Race For President Heats Up

TEL AVIV, Israel (AP) —
Binyamin Ben-Eliezer, a former defense minister and one-time head of the Labor Party, among those vying to become Israel’s next president.  (AP Photo/Dan Balilty)
Binyamin Ben-Eliezer, a former defense minister and one-time head of the Labor Party, among those vying to become Israel’s next president. (AP Photo/Dan Balilty)
MK Reuven Rivlin, a former Knesset speaker, is running for president. (Hadas Parush/Flash 90 )
MK Reuven Rivlin, a former Knesset speaker, is running for president. (Hadas Parush/Flash 90 )

Among those vying to become Israel’s next president are a former defense minister, a former foreign minister, a former finance minister, a respected long-serving lawmaker and a Nobel Prize winner.

The 90-year-old Shimon Peres concludes his seven-year term as the country’s ceremonial head of state this summer. While the group of potential successors is locked in a heated battle over the post, whoever emerges victorious likely faces an even tougher task of breaking out of Peres’ shadow.

Officially, the president has only two primary powers: assigning a potential prime minister to build a coalition government after elections and issuing pardons to criminals. But Peres, a two-time former prime minister, also became a de facto foreign minister who promoted Israel abroad, thanks to his wide network of global contacts.

But the candidates to succeed him are not without some credentials of their own.

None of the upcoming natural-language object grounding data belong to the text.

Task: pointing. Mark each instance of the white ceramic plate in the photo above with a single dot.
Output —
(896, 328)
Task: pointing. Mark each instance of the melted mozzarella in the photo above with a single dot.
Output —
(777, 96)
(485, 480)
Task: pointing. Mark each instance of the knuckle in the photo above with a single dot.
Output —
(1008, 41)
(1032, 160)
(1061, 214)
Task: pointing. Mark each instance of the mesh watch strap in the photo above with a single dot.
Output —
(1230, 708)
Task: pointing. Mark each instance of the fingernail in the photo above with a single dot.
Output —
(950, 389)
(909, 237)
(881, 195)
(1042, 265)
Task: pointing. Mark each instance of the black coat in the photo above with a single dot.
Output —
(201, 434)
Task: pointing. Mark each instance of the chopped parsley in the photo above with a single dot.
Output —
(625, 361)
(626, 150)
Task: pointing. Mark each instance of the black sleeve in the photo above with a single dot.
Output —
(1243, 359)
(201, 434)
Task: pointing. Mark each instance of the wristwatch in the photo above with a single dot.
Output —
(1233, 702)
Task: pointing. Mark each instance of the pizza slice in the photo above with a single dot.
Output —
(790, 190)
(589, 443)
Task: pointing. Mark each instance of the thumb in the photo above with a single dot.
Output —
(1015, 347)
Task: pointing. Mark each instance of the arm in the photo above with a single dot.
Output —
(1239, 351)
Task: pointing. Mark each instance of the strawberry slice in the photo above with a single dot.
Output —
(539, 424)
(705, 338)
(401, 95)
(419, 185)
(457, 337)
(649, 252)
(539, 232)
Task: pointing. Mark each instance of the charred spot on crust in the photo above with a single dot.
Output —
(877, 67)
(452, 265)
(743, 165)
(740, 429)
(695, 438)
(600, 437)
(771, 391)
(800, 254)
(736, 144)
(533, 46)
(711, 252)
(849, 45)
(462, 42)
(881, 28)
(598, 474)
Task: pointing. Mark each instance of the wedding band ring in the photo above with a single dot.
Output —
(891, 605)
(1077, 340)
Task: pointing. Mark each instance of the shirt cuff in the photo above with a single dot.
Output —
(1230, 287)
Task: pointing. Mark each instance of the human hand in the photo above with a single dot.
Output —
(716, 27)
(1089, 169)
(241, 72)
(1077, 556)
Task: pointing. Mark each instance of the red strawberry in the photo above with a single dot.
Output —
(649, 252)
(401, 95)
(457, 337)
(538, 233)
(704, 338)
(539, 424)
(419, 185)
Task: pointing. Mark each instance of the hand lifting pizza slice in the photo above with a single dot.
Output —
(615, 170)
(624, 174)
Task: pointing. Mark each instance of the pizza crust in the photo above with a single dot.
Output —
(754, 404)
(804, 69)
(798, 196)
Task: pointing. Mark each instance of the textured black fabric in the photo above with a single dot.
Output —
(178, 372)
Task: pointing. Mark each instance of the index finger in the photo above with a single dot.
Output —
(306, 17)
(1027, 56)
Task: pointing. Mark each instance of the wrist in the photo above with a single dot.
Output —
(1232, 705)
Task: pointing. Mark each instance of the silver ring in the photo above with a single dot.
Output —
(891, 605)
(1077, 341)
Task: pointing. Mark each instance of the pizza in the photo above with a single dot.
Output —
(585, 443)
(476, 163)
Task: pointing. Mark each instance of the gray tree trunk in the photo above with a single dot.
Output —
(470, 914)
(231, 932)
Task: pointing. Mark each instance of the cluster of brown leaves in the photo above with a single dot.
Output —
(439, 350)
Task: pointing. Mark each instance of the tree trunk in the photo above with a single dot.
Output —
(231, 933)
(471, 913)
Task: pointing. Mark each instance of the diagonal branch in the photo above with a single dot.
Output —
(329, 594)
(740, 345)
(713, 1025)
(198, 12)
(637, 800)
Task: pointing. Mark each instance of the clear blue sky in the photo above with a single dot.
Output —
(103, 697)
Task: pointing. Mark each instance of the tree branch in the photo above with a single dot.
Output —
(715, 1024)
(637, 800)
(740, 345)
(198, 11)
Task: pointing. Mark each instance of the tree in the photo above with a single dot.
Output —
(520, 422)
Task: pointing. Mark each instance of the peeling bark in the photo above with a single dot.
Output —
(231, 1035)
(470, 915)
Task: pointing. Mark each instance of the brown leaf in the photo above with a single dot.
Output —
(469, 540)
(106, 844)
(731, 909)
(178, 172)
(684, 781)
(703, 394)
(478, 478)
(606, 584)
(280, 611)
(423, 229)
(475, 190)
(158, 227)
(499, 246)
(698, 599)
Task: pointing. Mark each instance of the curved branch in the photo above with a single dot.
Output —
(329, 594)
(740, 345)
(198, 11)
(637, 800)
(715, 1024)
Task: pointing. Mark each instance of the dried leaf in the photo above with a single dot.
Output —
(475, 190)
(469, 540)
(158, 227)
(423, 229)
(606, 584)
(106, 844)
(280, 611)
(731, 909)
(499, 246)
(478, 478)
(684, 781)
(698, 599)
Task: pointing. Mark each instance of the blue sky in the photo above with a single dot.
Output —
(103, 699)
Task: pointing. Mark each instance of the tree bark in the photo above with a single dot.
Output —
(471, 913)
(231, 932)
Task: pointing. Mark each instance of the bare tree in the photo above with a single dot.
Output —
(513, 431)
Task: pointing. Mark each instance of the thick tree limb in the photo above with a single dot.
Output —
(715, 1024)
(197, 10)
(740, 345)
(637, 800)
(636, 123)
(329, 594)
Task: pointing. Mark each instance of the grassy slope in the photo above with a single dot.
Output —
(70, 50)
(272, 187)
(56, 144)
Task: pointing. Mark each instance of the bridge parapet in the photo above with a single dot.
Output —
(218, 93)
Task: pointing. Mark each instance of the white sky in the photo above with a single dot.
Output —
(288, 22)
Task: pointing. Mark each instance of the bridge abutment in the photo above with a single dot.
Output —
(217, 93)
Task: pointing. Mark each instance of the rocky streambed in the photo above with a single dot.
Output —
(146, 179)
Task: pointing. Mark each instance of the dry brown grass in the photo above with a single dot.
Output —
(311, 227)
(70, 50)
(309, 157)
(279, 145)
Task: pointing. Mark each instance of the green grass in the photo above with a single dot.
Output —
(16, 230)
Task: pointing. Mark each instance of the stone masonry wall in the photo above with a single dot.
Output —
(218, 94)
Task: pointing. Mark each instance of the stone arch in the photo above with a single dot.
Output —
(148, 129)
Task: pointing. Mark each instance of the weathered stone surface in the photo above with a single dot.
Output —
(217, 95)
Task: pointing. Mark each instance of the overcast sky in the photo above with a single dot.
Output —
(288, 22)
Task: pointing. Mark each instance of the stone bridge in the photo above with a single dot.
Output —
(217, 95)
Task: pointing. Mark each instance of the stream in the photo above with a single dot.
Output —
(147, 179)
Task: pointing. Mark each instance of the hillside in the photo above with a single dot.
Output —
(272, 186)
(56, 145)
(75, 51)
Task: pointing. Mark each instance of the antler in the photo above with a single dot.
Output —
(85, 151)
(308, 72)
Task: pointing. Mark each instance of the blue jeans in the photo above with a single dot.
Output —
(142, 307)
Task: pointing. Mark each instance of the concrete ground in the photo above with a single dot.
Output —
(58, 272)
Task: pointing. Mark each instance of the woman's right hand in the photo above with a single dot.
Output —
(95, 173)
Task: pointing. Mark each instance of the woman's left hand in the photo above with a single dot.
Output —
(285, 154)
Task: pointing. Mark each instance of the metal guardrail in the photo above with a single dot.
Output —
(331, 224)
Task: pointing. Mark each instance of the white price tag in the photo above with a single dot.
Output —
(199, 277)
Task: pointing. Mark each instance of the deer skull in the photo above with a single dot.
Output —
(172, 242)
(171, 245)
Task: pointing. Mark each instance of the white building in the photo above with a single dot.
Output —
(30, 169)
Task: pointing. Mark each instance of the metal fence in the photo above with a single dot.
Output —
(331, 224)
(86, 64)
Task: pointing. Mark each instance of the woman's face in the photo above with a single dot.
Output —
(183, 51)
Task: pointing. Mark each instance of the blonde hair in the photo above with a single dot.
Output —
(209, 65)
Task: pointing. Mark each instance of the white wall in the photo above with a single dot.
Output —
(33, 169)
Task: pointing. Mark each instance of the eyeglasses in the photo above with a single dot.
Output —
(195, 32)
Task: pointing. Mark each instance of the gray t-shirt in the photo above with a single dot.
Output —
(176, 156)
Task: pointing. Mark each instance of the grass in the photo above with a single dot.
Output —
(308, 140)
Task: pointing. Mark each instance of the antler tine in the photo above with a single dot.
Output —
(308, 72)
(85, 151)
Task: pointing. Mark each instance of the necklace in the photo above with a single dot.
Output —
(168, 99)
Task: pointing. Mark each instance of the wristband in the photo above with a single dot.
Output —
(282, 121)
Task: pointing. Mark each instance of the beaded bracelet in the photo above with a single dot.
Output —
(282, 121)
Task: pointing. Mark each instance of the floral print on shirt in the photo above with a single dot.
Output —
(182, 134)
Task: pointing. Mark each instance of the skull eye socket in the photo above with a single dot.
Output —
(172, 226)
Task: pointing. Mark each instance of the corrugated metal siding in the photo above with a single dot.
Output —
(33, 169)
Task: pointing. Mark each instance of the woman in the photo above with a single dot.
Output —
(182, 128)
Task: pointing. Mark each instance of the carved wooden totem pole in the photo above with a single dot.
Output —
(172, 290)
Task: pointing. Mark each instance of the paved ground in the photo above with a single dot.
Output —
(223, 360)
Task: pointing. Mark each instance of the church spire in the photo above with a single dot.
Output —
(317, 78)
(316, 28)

Binyamin Ben-Eliezer, 78, is a former defense minister and one-time head of the Labor Party. A former general who came to Israel from Iraq as a child and maintains good relations with Arab leaders, promises he will be a unifying leader who will try to reach out to neighboring countries. He was particularly close to deposed Egyptian President Hosni Mubarak and says he also has a good relationship with Turkish Prime Minister Recep Tayyip Erdogan.

“I am unhateable,” he told The Associated Press in an interview. “My expertise is taking an enemy and turning him into a friend.”

Ben-Eliezer acknowledged that he will soon undergo a kidney transplant but that it will not affect his run for president.

His main rival is Reuven Rivlin, a former Knesset speaker and senior member of the Likud Party. Most public opinion polls show he is the preferred candidate of the public. But the vote itself is held in a secret ballot among parliament’s 120 members, adding to the unpredictable nature of the race. The vote is set to take place in June.

Rivlin, 74, says his popularity and ability to connect to all elements of Israeli society make him most suitable for the role. Unlike the globe-trotting Peres, he says his focus will be domestic.

“He has no intention of trying to fill Shimon Peres’ shoes. He has his own shoes,” said Harel Tubi, a top adviser.

The wild-card candidate is Silvan Shalom, a Likud politician whose long career has included stints as Israel’s foreign and finance minister.

A pair of outside candidates looking to tap into the public’s aversion to professional politicians has thrown their hats into the ring. However, both Dan Shechtman, a Technion professor who won the 2011 Nobel Prize in chemistry, and Dalia Dorner, a retired Supreme Court justice, appear to have little chance of winning.